Йети внимательно обозрел всё заведение от туалетов в глубине до пустынного уличного освещения и поставил на стол пакет из «Ралфа».
— Это дело с Диком Харлингеном. В конторе я не хотел о нём. — И он начал вытаскивать из пакета несуразные комья бумаги разных цветов, размеров и степеней разложения. — Я из него вытащил затычку в расчёте на то, что технически мы можем на нём задвинуть молнию. Вообрази моё изумление, когда я обнаружил, сколько моих коллег на скольких форпостах, размётанных по всей округе, не говоря уже об уровнях власти, запустили в него свои лапы. Дик Харлинген не только пользовался множеством погонял, его за ниточки дёргало и несколько контор, обычно — одновременно.
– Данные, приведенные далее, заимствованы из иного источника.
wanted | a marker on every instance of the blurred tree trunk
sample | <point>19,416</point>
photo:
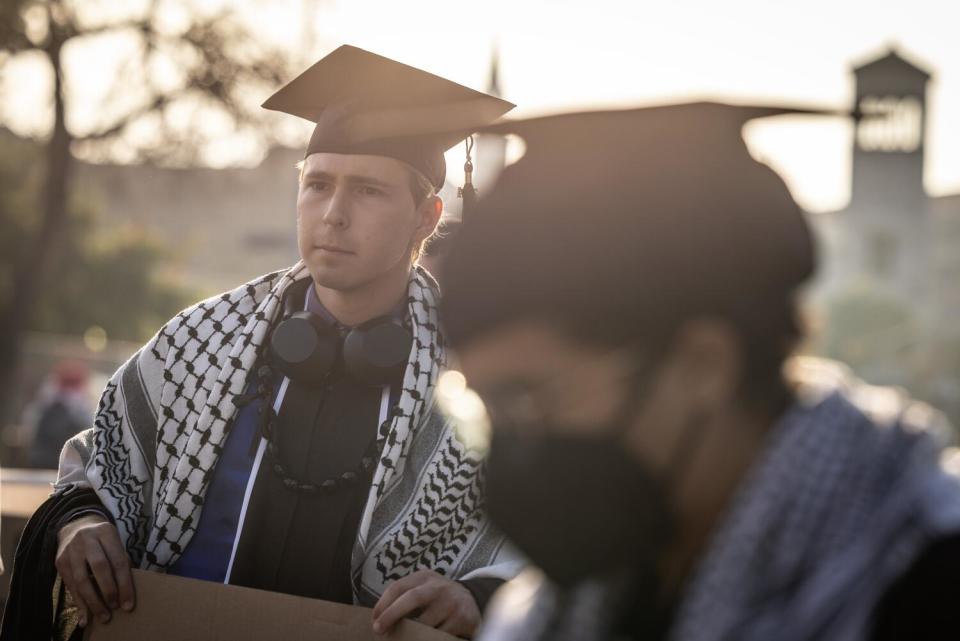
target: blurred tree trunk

Среди которых — надеюсь, тебя не шокирует и не оскорбит, — и неизбежно те элементы, которые не возражали бы, окажись Дик в итоге действительно под гранитной плитой, на коей высечена его последняя кликуха.
— Его передоза, или чем там оно было — на неё уже наверное не один ТО[62] написан. Можно ли как-то взглянуть?
— Вот только лавочка Братца Ногути никак почему-то не может себя заставить считать это убийством, поэтому ни от кого и не требовалось подавать отчётов — ни внутренних, ни внешних, ни меж-, никаких. На вид чистая ПД,[63] одним торчком меньше, дело чистое.
Некогда Док бы сказал: «Ну всё тогда, можно идти?» Но с Йети этой новой фашистской модели, которой, в конце концов, может, и доверять-то нельзя, старомодные подколки как-то уже не развлекали.